No entanto, o foco da FCC se intensificou em 2024, depois que cresceram as dúvidas sobre a capacidade da EchoStar de implantar sua rede 5G.

A Bloomberg informou em julho que os reguladores estavam incentivando a empresa a vender seu espectro, que se tornou um obstáculo para seus planos estratégicos.

A Bloomberg relata que os reguladores vinham incentivando a EchoStar a vender seu espectro desde julho, com a pressão aumentando à medida que a empresa lutava para cumprir as obrigações financeiras.

Venda anterior de espectro de US$ 23 bilhões para a ATandT

Esta última transação com a SpaceX segue a decisão da EchoStar no mês passado de vender licenças de espectro no valor de cerca de US$ 23 bilhões para a ATandT.

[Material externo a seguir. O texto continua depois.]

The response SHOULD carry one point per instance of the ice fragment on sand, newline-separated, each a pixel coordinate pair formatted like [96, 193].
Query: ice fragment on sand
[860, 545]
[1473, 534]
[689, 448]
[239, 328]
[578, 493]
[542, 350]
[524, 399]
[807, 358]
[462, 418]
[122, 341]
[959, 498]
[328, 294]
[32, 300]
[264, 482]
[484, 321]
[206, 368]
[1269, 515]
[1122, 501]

Esses ativos também foram oferecidos a outros compradores, incluindo a Starlink.

As duas vendas combinadas abordam efetivamente as preocupações da FCC, garantindo que as ondas de rádio não utilizadas sejam colocadas em serviço ativo por meio de operadoras maiores.

A EchoStar disse que os acordos de espectro permitiriam estabilizar seu balanço, mantendo sua presença em serviços de satélite.

Para a SpaceX, a compra representa uma oportunidade de reduzir a dependência de parcerias existentes e se aproximar da oferta de serviços móveis diretos para o dispositivo de forma independente.

Desde o lançamento de seus primeiros satélites Starlink em 2019, a SpaceX se expandiu rapidamente e tinha cerca de 5 milhões de clientes em mais de 100 países até junho de 2024.

A empresa também garantiu a aprovação regulatória na Índia naquele mês, abrindo as portas para um dos maiores mercados de internet do mundo.

Embora a SpaceX mantenha uma parceria com a T-Mobile para conectar dispositivos móveis diretamente por meio de satélites, a aquisição do espectro da EchoStar a posiciona para fortalecer suas próprias ofertas de serviços.

A empresa também concordou em cobrir US$ 2 bilhões em pagamentos de juros da EchoStar até 2027, demonstrando ainda mais sua capacidade financeira para lidar com negócios de grande escala enquanto busca expansão global.

Ao adquirir as licenças AWS-4 e H-block, a SpaceX garante uma posição mais forte na indústria cada vez mais competitiva de espaço para dispositivos móveis.